Если бы только Пим знал, чем это все обернется, он бы и не прикоснулся к борову…
Кабыздох взвизгнул, брыкнулся и бросился наутек. Совсем рядом были огороды, обнесенные высоким плетнем, но в одном месте там зияла узкая дыра. В нее–то и вломился, как тяжелый снаряд, рассерженный Кабыздох.
Не успели ребята добежать до огородов, как из–за плетня послышались крики:
– Куды прешь? Вот я тебя!..
Через просветы в плетне Гришка и Валька Пим разглядели изможденную женщину, которая гонялась по огороду за Кабыздохом. Еще они увидели несколько раздавленных тыкв и развороченную огуречную грядку. Гряды с морковью и брюквой были потоптаны не сильно.
– Тетенька! Гоните его назад, через дырку! Мы тут его перехватим!
– Так вот откуда пришла моя беда! – воскликнула женщина, загоняя Кабыздоха с огорода в свой двор. Потом, что–то сообразив, она подошла к плетню и, посмотрев через него на ребят, спросила: – А вам чего надо–ть?

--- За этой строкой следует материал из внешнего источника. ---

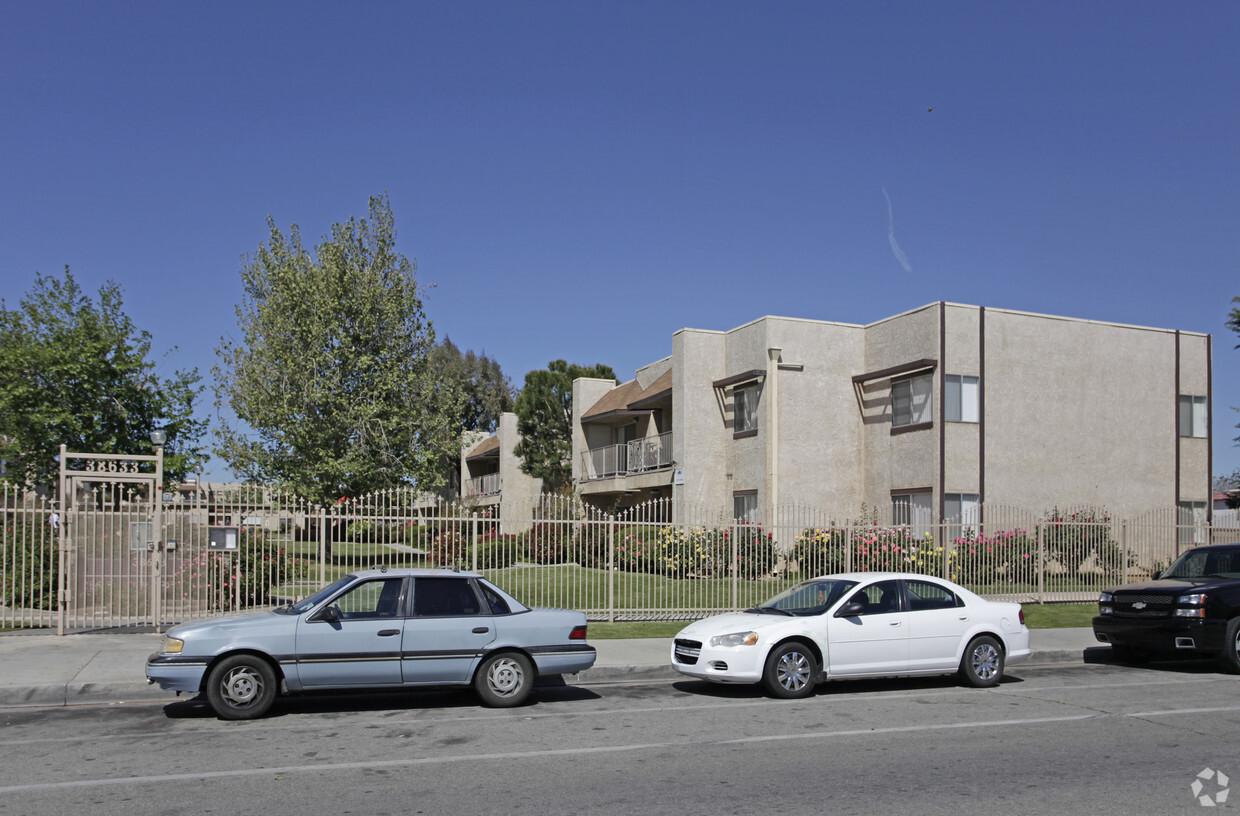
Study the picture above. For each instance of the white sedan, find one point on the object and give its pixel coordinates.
(856, 625)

Ваш хрячок или как?
– Наш, тетенька! Интернатский он, – как можно жалостливее пискнул Валька Пим. Он вдруг почувствовал, что надвигается беда.
– Отдай, тетка, поросенка! Хуже будет! – на всякий случай пригрозил Гришка и тут же умолк: Пим больно двинул ему кулаком под ребра.

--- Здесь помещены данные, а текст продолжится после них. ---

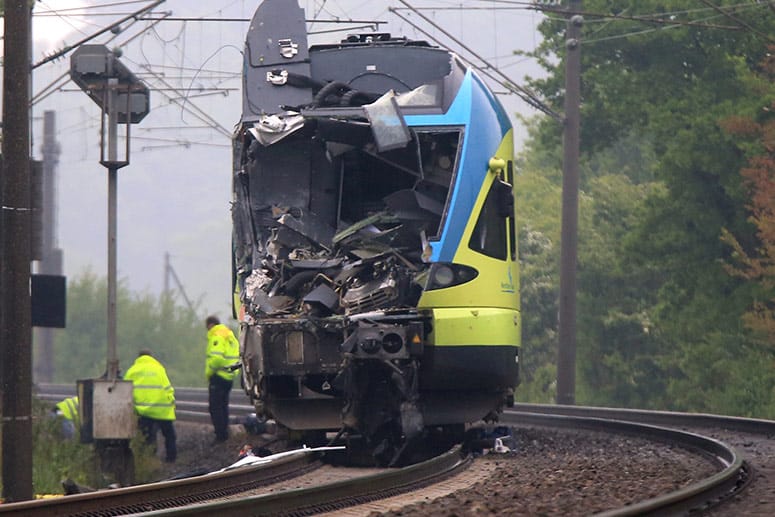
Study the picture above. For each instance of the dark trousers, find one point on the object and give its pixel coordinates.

Но тетка словно и не расслышала Тришкиной угрозы. Перед ней за забором стояли два мальчишки.

– Ах, ентернатский… – проговорила она нараспев. – Вот что милаи: идить–ка в свой ентернат, а порося я сама пригоню, а то, вижу, не совладать вам с ним.
– Тетечка, – чуть ли не плача взмолился Пим, – ну, пожалуйста, отдайте поросенка. Что вам раздавленный огурец или тыква? Вон их сколько у вас!..

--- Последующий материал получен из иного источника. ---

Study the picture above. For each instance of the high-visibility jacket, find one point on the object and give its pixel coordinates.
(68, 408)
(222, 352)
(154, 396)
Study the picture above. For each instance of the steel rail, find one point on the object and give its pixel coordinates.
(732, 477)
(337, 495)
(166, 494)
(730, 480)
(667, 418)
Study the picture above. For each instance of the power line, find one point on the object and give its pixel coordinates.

– Ты, паренек, мое добро не считай. Не твоя это забота. И не поросенок у вас, а свинья, почти взрослая. Идить себе. И не беспокойтесь. Я на вас и на животину вашу не сердитая. Идите. Поберегу я вашего порося, успокоится он малость, и доставлю я его вам в полной сохранности.
Не поверили добрым словам горе–пастухи, постояли, подумали, почесали затылки и медленно побрели к дому. Делать–то больше было нечего.
– Д-да, – промычал Миллер.
– Как–нибудь?.. – вздохнул Пим, – Если обманет, мы ей покажем, что такое тыква–брюква–коледа–аля-па. Она еще попомнит и огурчики, и Кабыздоха…
–: А что мы скажем Надежде Павловне?
– То и скажем, что было. Врать нам незачем, – вздохнул Пим. – Кроме того, не так уж мы и виноваты: если б там плетень был в порядке, Кабыздох никуда не заскочил бы…
Но как ни бодрились они, на душе у них было скверно: крути не крути, а оправдаться перед Надеждой Павловной вряд ли удастся. Еще бы. Вдвоем не смогли углядеть за одним хряком.
Понуро плелись они по тропинке, все дальше удаляясь от злополучного огорода, и вдруг замерли: сзади раздалось знакомое громкое похрюкивание с жалобным повизгиванием.
Валька и Гришка обернулись, как по команде, и ошалели: их нагонял Кабыздох! Рваноухий Кабыздох! Невероятно, но – факт.
Догнав ребят, он удовлетворенно хрюкнул, будто хмыкнул, и неторопливо пошел впереди и чуть сбоку.
– Кабыздошка ты мой дорогой! Удрал–таки? – кинулся к нему Пим, но Кабыздох не дался ему и отбежал в сторону.
– А может, она сама отпустила его, – сказал Гришка. – Сначала погорячилась, а потом отпустила? Она ведь сказала даже…
– Ха! Такая отпустит! – удивился Пим Тришкиной наивности. – Небось хотела поросенка себе оставить.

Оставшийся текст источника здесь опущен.